Durch die Erhebung wurden knapp 68 000 unter Vormundschaft stehende uneheliche Kinder von Besatzungsangehörigen im Bundesgebiet und in Berlin (West) festgestellt. Die Geburten verteilen sich auf die Jahre 1945 bis 1955. Dabei sind die Zahlen für 1955 aus den angegebenen Gründen unvollständig. Diese Kinder machen fast 1 vH der in den Jahren 1945 bis 1954 im genannten Gebiet überhaupt geborenen Kinder und 11 vH der Anfang 1955 im Bundesgebiet und Berlin (West) unter Pflegeaufsicht stehenden bzw. widerruflich davon befreiten unehelichen Kinder aus. Länderweise sind die Häufigkeiten recht unterschiedlich, wie sich aus der entsprechenden Übersicht ergibt (Tab. 1).

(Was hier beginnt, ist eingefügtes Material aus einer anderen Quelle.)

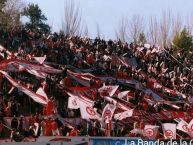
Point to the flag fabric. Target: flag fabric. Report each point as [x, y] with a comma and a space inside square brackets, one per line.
[41, 92]
[37, 73]
[183, 126]
[40, 59]
[36, 97]
[123, 115]
[37, 67]
[110, 90]
[190, 127]
[108, 112]
[73, 101]
[82, 78]
[169, 130]
[150, 131]
[123, 94]
[87, 111]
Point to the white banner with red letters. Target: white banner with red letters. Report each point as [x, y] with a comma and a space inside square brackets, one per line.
[150, 131]
[169, 130]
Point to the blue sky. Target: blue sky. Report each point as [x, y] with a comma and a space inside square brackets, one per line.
[107, 13]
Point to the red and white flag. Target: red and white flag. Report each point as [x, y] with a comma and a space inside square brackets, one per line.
[190, 127]
[82, 78]
[123, 94]
[73, 101]
[37, 73]
[40, 59]
[123, 115]
[169, 130]
[41, 92]
[110, 90]
[36, 97]
[87, 111]
[108, 112]
[183, 126]
[150, 131]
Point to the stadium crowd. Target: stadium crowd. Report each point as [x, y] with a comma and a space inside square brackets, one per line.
[150, 65]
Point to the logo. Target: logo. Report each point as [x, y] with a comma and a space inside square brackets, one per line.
[107, 114]
[90, 111]
[169, 134]
[149, 132]
[185, 127]
[74, 102]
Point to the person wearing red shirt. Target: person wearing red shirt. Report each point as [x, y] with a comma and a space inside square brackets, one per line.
[1, 129]
[48, 127]
[54, 127]
[73, 132]
[50, 107]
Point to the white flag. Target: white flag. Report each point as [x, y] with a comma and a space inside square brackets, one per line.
[183, 126]
[73, 101]
[36, 97]
[108, 112]
[122, 94]
[169, 130]
[87, 111]
[108, 89]
[190, 127]
[41, 92]
[150, 131]
[123, 115]
[40, 59]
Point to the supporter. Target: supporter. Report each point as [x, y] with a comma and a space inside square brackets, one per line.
[150, 68]
[14, 123]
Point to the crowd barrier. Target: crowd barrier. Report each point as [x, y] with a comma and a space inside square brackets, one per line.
[73, 141]
[98, 141]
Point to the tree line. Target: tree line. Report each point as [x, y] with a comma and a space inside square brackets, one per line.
[168, 30]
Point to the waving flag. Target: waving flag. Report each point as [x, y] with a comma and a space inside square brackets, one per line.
[123, 94]
[150, 131]
[82, 78]
[123, 115]
[73, 101]
[169, 130]
[190, 127]
[108, 112]
[108, 90]
[36, 97]
[87, 111]
[40, 59]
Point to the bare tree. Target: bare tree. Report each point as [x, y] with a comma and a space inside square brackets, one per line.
[86, 33]
[122, 31]
[12, 12]
[98, 31]
[136, 26]
[177, 25]
[71, 23]
[165, 28]
[153, 30]
[189, 23]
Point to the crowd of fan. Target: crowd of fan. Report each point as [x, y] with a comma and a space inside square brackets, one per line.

Bei den erfaßten unehelichen Kindern von Besatzungsangehörigen war

in 55 vH ein Angehöriger der US-Streitkräfte,
in 15 vH ein Angehöriger der französischen Streitkräfte,
in 13 vH ein Angehöriger der britischen Streitkräfte,
in 5 vH ein Angehöriger der sowjetrussischen Streitkräfte,
in 3 vH ein Angehöriger der belgischen Streitkräfte
als Vater angegeben.

Die restlichen knapp 10 vH verteilen sich auf die übrigen Besatzungsmächte und auf Fälle ohne Angabe. Selbstverständlich ist diese Verteilung stark abhängig von der Zahl der im Bundesgebiet und in Berlin (West) stationierten Besatzungstruppen der verschiedenen Nationalität, was sich auch in den Zahlen für die einzelnen Bundesländer widerspiegelt. Insgesamt wurden knapp 4 800 uneheliche Kinder von farbigen Besatzungsangehörigen (7 vH aller unehelichen Besatzungskinder) gemeldet. 3 200 Kinder wurden von den Müttern als Folgen eines Vergewaltigungsaktes angegeben.

Die Gliederung der durch die Statistik erfaßten Kinder nach dem Geburtsjahr zeigt, daß die größten Häufigkeiten in die ersten Nachkriegsjahre fallen. Bis zum Jahre 1951 zeigt sich dann ein ständiges Absinken. Seit 1952 ist die Zahl der unehelichen Kinder von Besatzungsangehörigen wieder in ständigem Ansteigen einschließlich der Kinder von farbigen Besatzungsangehörigen. Von 100 unehelichen Kindern von Besetzungsangehörigen stammten von Angehörigen der US-Streitkräfte im Jahre 1953 knapp 75 vH, im Jahre 1954 knapp 80 vH. Diese Anteile haben in den letzten Jahren ständig zugenommen.